Echocardiography has contributed considerably to the evolution in the management of patients with infective endocarditis. There is a clear hierarchy with respect to sensitivity of the different methods is superior when compared to 2-D and M-mode echocardiography in identifying both vegetations and perivalvular complications e.g. abscess formation, aneurysms, mural endocardial lesions. For patients with suspected endocarditis, in whom vegetations can not be clearly identified or in whom abscess formation is suspected with transthoracic echocardiography (TTE), transesophageal echocardiography (TEE) with mono- or multiplane scans has become the standard diagnostic procedure. For the examination of prosthetic valves it is the method of choice. It has even been suggested that it is employed as routine measure in all patients with suspected infective endocarditis. TEE is a safe semi-invasive technique with an extremely low complication rate and high sensitivity. Its specificity depends largely on the patient group which is examined. In patients with indicative clinical symptoms the specificity and the predictive value of vegetations are high. When used as screening method to assess echodense formations at cardiac valves particularly in the elderly, in whom degenerative changes prevail, its specificity and positive predictive value of vegetation-like structures are much lower.
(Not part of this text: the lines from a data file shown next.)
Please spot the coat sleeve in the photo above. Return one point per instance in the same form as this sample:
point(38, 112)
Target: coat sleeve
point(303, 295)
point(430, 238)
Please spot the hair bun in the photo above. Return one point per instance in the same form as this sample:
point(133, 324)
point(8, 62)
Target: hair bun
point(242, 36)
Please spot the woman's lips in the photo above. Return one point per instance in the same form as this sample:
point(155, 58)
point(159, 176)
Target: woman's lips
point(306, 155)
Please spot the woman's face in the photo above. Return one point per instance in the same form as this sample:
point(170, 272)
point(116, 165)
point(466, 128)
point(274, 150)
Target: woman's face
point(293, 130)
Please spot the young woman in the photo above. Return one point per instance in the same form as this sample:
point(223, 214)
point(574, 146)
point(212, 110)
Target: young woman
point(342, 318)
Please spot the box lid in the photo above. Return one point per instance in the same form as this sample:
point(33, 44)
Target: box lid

The negative predictive value of a negative transesophageal echocardiogram remains high, however. Valve abscesses are detected rarely by transthoracic echocardiography. It is the domain of TEE to assess them particularly in the aortic and mitral valve area. For them the specificity and positive predictive value of TEE in the diagnosis of infective endocarditis is high again. Of further importance was the observation that patients with vegetations of > 10 mm were more likely to suffer embolic complications. It should be noted, however, that infective endocarditis remains a clinical diagnosis: neither is the demonstration of a vegetation already the equivalent of endocarditis, nor does missing vegetations completely rule out the possibility of it. But without doubt, the presence of vegetations, of abscess formation or a concomitant pericardial effusion add valuable information to clinical diagnosis of infective endocarditis, which still needs a "high index of suspicion".

摘要

超声心动图对感染性心内膜炎患者的治疗进展贡献显著。不同方法在识别赘生物和瓣周并发症(如脓肿形成、动脉瘤、壁层心内膜病变)方面的敏感性存在明显的层级关系,在这方面,[具体方法名称]与二维和M型超声心动图相比更具优势。对于疑似心内膜炎的患者,如果经胸超声心动图(TTE)无法清晰识别赘生物或怀疑有脓肿形成,采用单平面或多平面扫描的经食管超声心动图(TEE)已成为标准诊断程序。对于人工瓣膜的检查,它是首选方法。甚至有人建议,在所有疑似感染性心内膜炎的患者中都应将其作为常规检查手段。TEE是一种安全的半侵入性技术,并发症发生率极低且敏感性高。其特异性很大程度上取决于所检查的患者群体。在有典型临床症状的患者中,赘生物的特异性和预测价值较高。当用作筛查方法来评估心脏瓣膜上的回声致密结构时,尤其是在以退行性变为主的老年人中,其对类似赘生物结构的特异性和阳性预测价值要低得多。然而,经食管超声心动图检查结果为阴性时的阴性预测价值仍然很高。经胸超声心动图很少能检测到瓣膜脓肿。评估瓣膜脓肿尤其是在主动脉瓣和二尖瓣区域,是TEE的优势领域。对于瓣膜脓肿,TEE在感染性心内膜炎诊断中的特异性和阳性预测价值再次很高。另一个重要的观察结果是,赘生物大于10毫米的患者更易发生栓塞并发症。然而,应该注意的是,感染性心内膜炎仍然是一种临床诊断:赘生物的发现并不等同于心内膜炎,没有发现赘生物也不能完全排除心内膜炎的可能性。但毫无疑问,赘生物、脓肿形成或伴有心包积液的存在为感染性心内膜炎的临床诊断增添了有价值的信息,而感染性心内膜炎的临床诊断仍需要“高度的怀疑指数”。